Medtrade Monday: Tell me more about the impact of the new oxygen rates.
Britten: The new oxygen rates are great. It’s where they needed to be forever. There have been a lot of good providers who sold and went out of business because of the old rates. They were good people and good businesses that should still be around. There are no new startups. I’m 35 and my friend Josh Marx and I are the youngest owner/operators I know of. I don’t know anybody else who would even have any shares in their company. That’s a direct relation to these rates being horrible.
Medtrade Monday: How do young people view the HME industry as a potential business opportunity?
Britten: No one in their right mind would start up a DME business. If I went to my richest buddies right now and said, ‘Hey let’s start a DME from scratch in Amarillo, Texas, I would have to be honest with them and tell them it’s going to take three to five years to cash flow. No one is going to take that kind of gamble.
Medtrade Monday: What are the benefits of the DME business for young people?
Britten: Millennials want to be proud of what they’re doing, and that is one thing that HME has going for it. You can be proud you’re an HME provider because you’re helping people. It’s not a glamorous job. Not all millennials want to sell a bedside commode. It’s definitely a need, and not a want. You’re not buying a big screen TV. You’re dealing with sick people. In my experience, I haven’t come across one patient who wanted our service. Nobody wants to come and see a DME.
Our salaries at an intro level are not going to be appealing to a college graduate. Getting into this business is difficult, and then making significant money to support a family and prosper is very tough. Nobody is getting filthy rich.

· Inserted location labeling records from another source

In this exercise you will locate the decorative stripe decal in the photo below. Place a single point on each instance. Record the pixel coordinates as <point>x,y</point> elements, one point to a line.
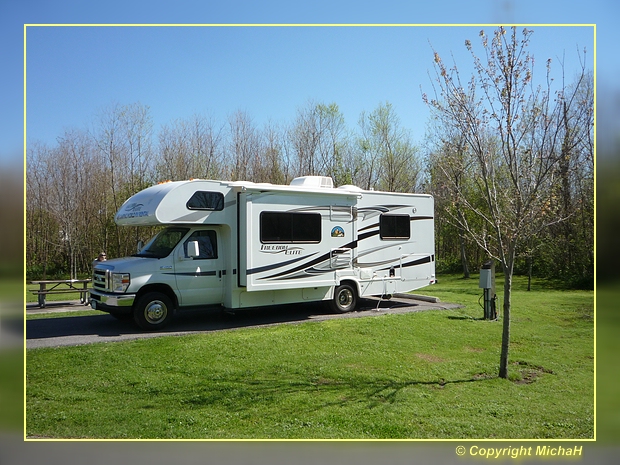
<point>260,269</point>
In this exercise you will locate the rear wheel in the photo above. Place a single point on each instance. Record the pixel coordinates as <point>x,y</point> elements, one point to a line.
<point>153,311</point>
<point>345,299</point>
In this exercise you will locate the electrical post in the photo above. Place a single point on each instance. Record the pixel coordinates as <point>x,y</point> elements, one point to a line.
<point>487,283</point>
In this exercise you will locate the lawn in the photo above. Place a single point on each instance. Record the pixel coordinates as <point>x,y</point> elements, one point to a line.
<point>418,375</point>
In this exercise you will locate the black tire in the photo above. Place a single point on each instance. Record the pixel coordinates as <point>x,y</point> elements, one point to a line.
<point>345,299</point>
<point>153,311</point>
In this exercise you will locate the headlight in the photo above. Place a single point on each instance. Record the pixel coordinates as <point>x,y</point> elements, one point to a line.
<point>120,282</point>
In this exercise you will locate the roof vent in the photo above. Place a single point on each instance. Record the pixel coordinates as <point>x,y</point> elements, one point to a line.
<point>313,181</point>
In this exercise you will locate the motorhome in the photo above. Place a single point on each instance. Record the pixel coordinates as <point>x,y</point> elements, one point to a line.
<point>242,245</point>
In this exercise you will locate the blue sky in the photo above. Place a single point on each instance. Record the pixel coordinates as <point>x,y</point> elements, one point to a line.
<point>74,72</point>
<point>269,72</point>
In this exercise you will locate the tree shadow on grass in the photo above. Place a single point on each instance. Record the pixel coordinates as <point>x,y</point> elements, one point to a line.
<point>333,392</point>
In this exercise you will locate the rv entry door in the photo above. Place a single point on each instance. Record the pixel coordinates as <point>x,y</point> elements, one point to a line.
<point>200,279</point>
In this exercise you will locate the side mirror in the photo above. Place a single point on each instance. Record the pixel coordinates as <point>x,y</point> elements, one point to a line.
<point>192,249</point>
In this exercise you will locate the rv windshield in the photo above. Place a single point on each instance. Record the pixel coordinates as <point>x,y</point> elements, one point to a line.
<point>163,243</point>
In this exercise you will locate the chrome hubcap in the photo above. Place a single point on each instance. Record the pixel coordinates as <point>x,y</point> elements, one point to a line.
<point>345,298</point>
<point>155,312</point>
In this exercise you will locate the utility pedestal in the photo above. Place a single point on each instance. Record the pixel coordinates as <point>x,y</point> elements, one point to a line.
<point>487,282</point>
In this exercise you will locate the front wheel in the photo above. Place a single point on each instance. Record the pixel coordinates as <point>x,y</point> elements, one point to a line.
<point>345,299</point>
<point>153,311</point>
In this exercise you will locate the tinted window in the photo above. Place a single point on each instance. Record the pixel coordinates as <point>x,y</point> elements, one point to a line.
<point>203,200</point>
<point>290,227</point>
<point>207,244</point>
<point>394,227</point>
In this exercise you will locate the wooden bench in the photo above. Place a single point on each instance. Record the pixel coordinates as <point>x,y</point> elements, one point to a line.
<point>62,286</point>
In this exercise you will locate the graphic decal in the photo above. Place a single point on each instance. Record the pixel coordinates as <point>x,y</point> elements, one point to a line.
<point>283,249</point>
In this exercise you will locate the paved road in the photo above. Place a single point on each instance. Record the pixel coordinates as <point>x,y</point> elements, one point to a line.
<point>78,330</point>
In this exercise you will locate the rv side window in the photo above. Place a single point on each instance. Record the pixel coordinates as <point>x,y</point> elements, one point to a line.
<point>284,227</point>
<point>203,200</point>
<point>394,227</point>
<point>207,244</point>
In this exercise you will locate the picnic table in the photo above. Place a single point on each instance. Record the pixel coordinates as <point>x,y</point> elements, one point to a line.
<point>61,286</point>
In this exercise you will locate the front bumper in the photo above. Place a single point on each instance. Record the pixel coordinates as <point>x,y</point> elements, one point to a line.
<point>111,302</point>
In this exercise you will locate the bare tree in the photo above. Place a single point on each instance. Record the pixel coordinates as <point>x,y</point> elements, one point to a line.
<point>392,158</point>
<point>513,131</point>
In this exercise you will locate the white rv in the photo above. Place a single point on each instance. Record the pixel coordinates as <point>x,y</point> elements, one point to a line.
<point>242,244</point>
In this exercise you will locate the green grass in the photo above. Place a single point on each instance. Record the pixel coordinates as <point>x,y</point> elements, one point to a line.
<point>418,375</point>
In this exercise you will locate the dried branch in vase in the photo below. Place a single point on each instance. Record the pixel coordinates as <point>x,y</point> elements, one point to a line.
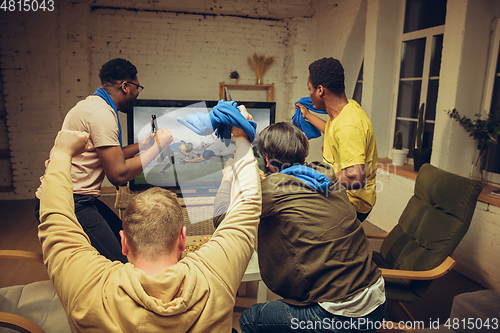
<point>260,63</point>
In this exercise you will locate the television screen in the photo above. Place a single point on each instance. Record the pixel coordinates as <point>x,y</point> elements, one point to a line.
<point>193,164</point>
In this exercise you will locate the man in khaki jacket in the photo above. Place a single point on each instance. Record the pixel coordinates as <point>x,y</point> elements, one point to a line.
<point>155,291</point>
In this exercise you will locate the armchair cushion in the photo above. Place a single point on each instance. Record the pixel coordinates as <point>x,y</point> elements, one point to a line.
<point>37,302</point>
<point>433,223</point>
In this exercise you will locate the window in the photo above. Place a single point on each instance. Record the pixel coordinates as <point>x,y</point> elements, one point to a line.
<point>5,164</point>
<point>492,104</point>
<point>422,44</point>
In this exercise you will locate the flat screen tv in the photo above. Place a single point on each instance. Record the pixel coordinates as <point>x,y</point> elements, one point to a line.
<point>188,168</point>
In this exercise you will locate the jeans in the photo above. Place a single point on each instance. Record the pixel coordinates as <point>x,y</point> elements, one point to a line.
<point>279,317</point>
<point>100,223</point>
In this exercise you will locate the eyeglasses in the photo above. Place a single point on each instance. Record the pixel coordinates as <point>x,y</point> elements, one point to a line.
<point>139,87</point>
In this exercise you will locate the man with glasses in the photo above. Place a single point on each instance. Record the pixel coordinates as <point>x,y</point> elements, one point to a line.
<point>97,115</point>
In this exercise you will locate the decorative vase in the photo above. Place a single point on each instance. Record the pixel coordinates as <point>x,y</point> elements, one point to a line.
<point>420,157</point>
<point>478,166</point>
<point>258,79</point>
<point>399,156</point>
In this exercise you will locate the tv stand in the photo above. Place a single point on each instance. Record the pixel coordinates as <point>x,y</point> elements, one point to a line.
<point>269,88</point>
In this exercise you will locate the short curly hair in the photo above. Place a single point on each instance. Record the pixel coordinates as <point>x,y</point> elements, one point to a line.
<point>117,70</point>
<point>284,145</point>
<point>329,73</point>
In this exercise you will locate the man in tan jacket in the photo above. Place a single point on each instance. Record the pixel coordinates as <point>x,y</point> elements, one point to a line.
<point>155,291</point>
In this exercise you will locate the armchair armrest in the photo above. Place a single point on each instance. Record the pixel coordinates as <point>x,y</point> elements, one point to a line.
<point>431,274</point>
<point>380,235</point>
<point>19,323</point>
<point>17,254</point>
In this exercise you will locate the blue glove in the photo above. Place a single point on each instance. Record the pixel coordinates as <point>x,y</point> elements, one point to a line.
<point>221,119</point>
<point>298,120</point>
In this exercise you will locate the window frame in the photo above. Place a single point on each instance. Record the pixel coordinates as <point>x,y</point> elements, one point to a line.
<point>489,85</point>
<point>428,34</point>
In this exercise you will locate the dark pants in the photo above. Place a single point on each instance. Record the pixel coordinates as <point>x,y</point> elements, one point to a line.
<point>100,223</point>
<point>278,317</point>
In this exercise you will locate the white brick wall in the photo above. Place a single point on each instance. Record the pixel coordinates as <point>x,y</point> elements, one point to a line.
<point>51,61</point>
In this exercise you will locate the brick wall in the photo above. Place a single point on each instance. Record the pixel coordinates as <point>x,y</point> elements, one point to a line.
<point>50,61</point>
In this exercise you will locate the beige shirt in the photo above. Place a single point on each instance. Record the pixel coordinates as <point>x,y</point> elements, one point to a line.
<point>197,294</point>
<point>94,116</point>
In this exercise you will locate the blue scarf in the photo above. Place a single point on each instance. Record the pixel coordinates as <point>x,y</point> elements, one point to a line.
<point>298,120</point>
<point>105,96</point>
<point>221,119</point>
<point>311,177</point>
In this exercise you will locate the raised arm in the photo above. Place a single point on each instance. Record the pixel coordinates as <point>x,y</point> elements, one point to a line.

Overall our industry needs to get more startups going and maybe Medtrade West and Medtrade East will spark some young people trying to do that.
Medtrade Monday: Are you seeing a lot of providers selling and getting out of the industry?
Britten: The major nationals are continuing to buy up good providers, and that trend needs to go another way. We need to get more startups going and more independent DMEs. When you get really sick, your local providers are the best way to go, in pharmacy and in DME. They can help solve a lot of issues. So when you talk about product mix and what needs to go up, it’s all around. Right now we need more reimbursement in hospital beds, wheelchairs, walkers, and canes because that stuff is needed, and unfortunately, the ones who hurt whenever Medicare and Medicaid cut are the people truly dependent. The ones who can pay cash are not hurt.
Medtrade Monday: What other product categories need to be reinvigorated?
Britten: CPAP machines and supplies—especially in competitive bidding areas—rates need to be higher. If obstructive sleep apnea [OSA] is not treated, it causes many other horrible diseases. For the cure to OSA to be nitpicked and penny pinched is just not seeing the big picture. They spend thousands of dollars to diagnose OSA, and then they don’t want to spend any money on the cure. That’s crazy. It’s short sided. We are the solution for thousands of Americans to sleep better and feel better and live longer, and for them to cut there is not in the best interest of the patient or Medicare.
Medtrade Monday: Are you ready for Medtrade West in the summer?
Britten: Yes, I’m looking forward to it. It will be the first time in a long time that we all get together.
Josh Britten is owner of BritKare Home Medical, Amarillo, Tex. He will be presenting with Miriam Lieber at Medtrade West on Monday, July 12, from 1:00 – 2:45 during Best Practices Moving Forward – Lessons Learned from the Pandemic.